To help attendees make sense of the schedule — which includes panel discussions, fireside chats, museum tours, studio visits and cocktail hours, all conducted online across platforms such as Zoom, YouTube, Instagram and Discord — the organizers have divided the program into seven categories.
The themes include “Full Circle,” dedicated to issues of social justice, ethical sourcing and sustainability; “The Now Now,” a look at jewelry’s role in activism and politics, like Michelle Obama’s choice of a necklace spelling “Vote” for the Democratic National Convention this summer; “Cultural Experiment,” focusing on jewels that play with questions of scale, materials and wearability; “Bench Business,” concerning education, history and the making of jewelry; “Playing For Keeps,” about the timelessness of certain jewels; “Jewelry For All,” an examination of its ability to express identity; and “Mindful Adornment,” which will explore lore around jewelry’s spiritual and talismanic properties.
“One of the conversations we’ve had during Covid is that jewelry is meant to empower us, that its value goes beyond its aesthetic,” said Bella Neyman, the co-founder, along with Jones, of the week. “When times are tough like they are now, it’s about having something that gives you light and positivity, and jewelry has that.”
“We have jewelers hosting meditation sessions with crystals,” she added. “We’re taking jewelry to almost another realm.”
That statement may ring especially true for the jewelers of color whose participation Ms. Neyman and Ms. Jones have been cultivating since 2018, when they invited Jennifer Gandia, co-owner of Greenwich St. Jewelers in Lower Manhattan, to moderate a panel discussion on the industry’s lack of diversity.
“I felt like they’d handed me something very precious,” Ms. Gandia said. “I don’t think there had ever been a conversation like that.”
The inclusivity initiative has since grown into a platform called “Here We Are,” headed by Elliot Carlyle, a life coach and empowerment speaker who joined the event’s executive team in 2019.
“Every panel and professional conversation I’d sat in on as it pertained to diversity and inclusion, there was always this question left lingering in the room: We don’t know where the Black creatives are,” Mr. Carlyle said. “What I realized is that not a lot of people have circles of connection that are different from them.”
This year, “Here We Are” aims to expand those circles by highlighting jewelers from historically underrepresented backgrounds in a series of conversations and events throughout the week.
One of the program’s highlights is “Glimpse,” an online retrospective of Lorraine West’s 21-year career. The showing, which includes images of the Black jeweler’s work along with sketches and photos of people who have influenced her (including the singer-songwriter Erykah Badu, a longtime client) will culminate on Nov. 21 when Ms. West is to receive a $5,000 award sponsored by Greenwich St. Jewelers, which debuted her first fine jewelry collection earlier this month.

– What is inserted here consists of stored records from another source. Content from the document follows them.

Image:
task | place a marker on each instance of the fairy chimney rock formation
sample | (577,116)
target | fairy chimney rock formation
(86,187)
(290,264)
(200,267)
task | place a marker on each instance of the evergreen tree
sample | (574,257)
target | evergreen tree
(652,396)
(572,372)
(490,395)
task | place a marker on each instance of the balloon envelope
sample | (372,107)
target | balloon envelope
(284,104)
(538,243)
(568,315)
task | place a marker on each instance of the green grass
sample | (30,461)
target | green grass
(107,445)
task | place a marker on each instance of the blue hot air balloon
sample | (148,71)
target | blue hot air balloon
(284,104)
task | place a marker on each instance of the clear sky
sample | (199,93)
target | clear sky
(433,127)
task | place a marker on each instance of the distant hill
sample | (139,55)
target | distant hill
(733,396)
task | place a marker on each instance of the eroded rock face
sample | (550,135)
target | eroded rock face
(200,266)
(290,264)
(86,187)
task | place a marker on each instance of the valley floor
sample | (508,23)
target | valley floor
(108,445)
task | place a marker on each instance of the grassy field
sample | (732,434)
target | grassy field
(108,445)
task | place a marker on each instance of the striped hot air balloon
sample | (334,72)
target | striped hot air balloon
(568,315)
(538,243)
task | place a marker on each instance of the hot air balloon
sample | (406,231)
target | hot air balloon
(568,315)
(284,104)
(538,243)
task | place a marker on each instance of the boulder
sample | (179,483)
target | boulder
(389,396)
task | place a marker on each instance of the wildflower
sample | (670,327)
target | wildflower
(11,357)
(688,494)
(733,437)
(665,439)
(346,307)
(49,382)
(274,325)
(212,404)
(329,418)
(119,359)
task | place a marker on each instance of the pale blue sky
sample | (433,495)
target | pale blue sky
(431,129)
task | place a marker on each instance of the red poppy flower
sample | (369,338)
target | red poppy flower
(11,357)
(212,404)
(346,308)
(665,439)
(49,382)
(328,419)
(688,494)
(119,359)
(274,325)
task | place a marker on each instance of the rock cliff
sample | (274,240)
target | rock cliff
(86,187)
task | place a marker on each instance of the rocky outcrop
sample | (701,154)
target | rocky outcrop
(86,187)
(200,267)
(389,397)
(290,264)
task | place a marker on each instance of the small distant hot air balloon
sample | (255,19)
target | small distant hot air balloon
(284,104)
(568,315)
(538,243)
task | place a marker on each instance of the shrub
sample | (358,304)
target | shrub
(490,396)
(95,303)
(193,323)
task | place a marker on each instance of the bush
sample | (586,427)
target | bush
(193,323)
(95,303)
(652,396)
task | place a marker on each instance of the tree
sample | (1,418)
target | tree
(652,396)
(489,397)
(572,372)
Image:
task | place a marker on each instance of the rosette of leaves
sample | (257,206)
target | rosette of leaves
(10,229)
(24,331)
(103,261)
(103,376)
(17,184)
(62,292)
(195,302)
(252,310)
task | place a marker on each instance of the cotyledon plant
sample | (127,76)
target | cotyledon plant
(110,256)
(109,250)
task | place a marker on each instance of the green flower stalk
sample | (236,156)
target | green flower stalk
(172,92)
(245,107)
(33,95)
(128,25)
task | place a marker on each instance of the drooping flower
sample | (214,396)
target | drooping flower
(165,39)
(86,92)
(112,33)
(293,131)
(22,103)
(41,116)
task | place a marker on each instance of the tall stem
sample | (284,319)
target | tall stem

“When you’re in the shadows in a way, a lot of people don’t know you exist — that’s one of the reasons why I’m doing this retrospective,” Ms. West said.
“Here We Are” also includes an online marketplace on 1st Dibs, one of its sponsors, and the marketplace gallery will feature a curated selection of new designers’ work through February.
The midst of a pandemic may seem like a strange time to promote fine jewelry, but supporters of New York City Jewelry Week say they are eager to seize the moment.
“We know there’s a subset of people who have available income,” said Sally Morrison, director of public relations for natural diamonds at the De Beers Group, a sponsor of “Here We Are.” “It’s those people who didn’t send their kids to camp this summer, didn’t travel to Europe, aren’t thinking about going skiing this year.”
“There’s a window of opportunity for us, as for the first time, our No. 1 competitor — travel — is off the table,” Ms. Morrison added. “This is the year for us to align and link arms across the industry.”